O termo ambíguo deriva do latim ambigùus,a,um 'que tem dois sentidos, equívoco, duvidoso' (1). O conceito de figura ambígua, também conhecida como figura-fundo foi desenvolvido pela Psicologia da Forma (Gestalt), e tenta explicar como percebemos figuras definidas e salientadas que ficam em fundos indefinidos (2).

Entre as chamadas figuras ambíguas mais famosas estão: a figura de Eduards Boring (velha ou jovem?), os vasos de Rubin (3) (ora percebe uma taça ora duas faces uma defronte a outra), a figura pato/coelho de Jastrow (4), e os cubos de Necker (5).

Estudos eletrofisiológicos e trabalhos de neuroimagem descrevem padrões diferenciados de ativação do córtex occipto-temporal do cérebro humano quando um indivíduo observa figuras ambíguas (3,6-7).

A Dislexia do desenvolvimento é caracterizada pela dificuldade no processamento da leitura. Outros estudos eletrofisiológicos e trabalhos de neuroimagem mostram alterações na ativação do córtex temporo-parietal do cérebro humano em indivíduos disléxicos (9-11).

Indivíduos disléxicos mostram, também, alterações nos testes de figura-fundo auditiva (12).

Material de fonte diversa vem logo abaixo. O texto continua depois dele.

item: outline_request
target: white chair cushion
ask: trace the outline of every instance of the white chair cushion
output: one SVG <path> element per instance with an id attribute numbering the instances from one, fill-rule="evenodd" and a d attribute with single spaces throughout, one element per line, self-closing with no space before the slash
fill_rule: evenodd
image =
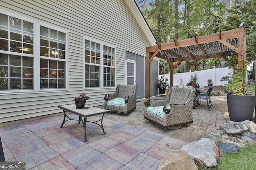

O que motivou a realização do presente estudo preliminar foi o fato de que, na literatura pesquisada, não encontramos nenhum trabalho científico que mostre a percepção de um portador de Dislexia do desenvolvimento frente a uma figura ambígua.

 

OBJETIVO

Conhecer a percepção de leitores normais e de portadores de Dislexia do desenvolvimento durante a observação de figuras ambíguas.

 

MÉTODOS

Tipo de estudo: survey comparativo.

População e amostra: foram selecionados, aleatoriamente, 39 escolares cursando entre a primeira e a quarta série do ensino fundamental. Deste total, 26 não apresentavam dificuldade de leitura ou mau rendimento escolar e constituíram o grupo controle.As outras 13 crianças (grupo de estudo) eram portadoras de Dislexia do desenvolvimento com diagnóstico firmado pela equipe multiprofissional do Centro de Referência em Distúrbios de Aprendizagem em São Paulo – Brasil.

Critérios de inclusão

-escolaridade entre a primeira e quarta série do ensino fundamental;

-idade cronológica entre 7 e 10 anos completos;

-prévia avaliação oftalmológica e ortóptica completa;

-diagnóstico firmado de Dislexia do desenvolvimento sem alterações psicológicas ou comportamentais. Critérios de exclusão

-uso recente de medicamentos de qualquer tipo

-uso de óculos com lentes especiais.

Técnica empregada

Duas professoras do ensino fundamental, especializadas no reconhecimento de crianças portadoras de distúrbios de aprendizagem, apresentaram, na seqüência, uma figura de Boring, uma figura com vasos de Rubin e uma figura pato/coelho de Jastrow.As figuras estavam impressas em papel A4 na cor preta e sem plastificação. Cada imagem percebida totalizava um ponto. A somatória das imagens das 3 figuras resultaria em 6 pontos. Imagens inexistentes e informadas não contariam pontos. A criança recebia informações sobre o exame e a seguir era entregue uma folha de cada vez com a figura a ser testada. Nenhum outro auxílio era concedido durante o exame. Os indivíduos que necessitavam correção óptica (óculos para miopia, astigmatismo e hipermetropia) deveriam usá-lo continuamente há mais de 3 meses e também deveriam usá-lo durante a avaliação.

Variáveis dependentes

Número total de imagens percebidas pela criança nas 3 figuras apresentadas.

Variáveis independentes

Tiveram somente conotação descritiva.

 

 

 

RESULTADOS

Nos dois grupos a distribuição quanto ao sexo foi de 50% para crianças de sexo masculino e 50% para crianças do sexo feminino.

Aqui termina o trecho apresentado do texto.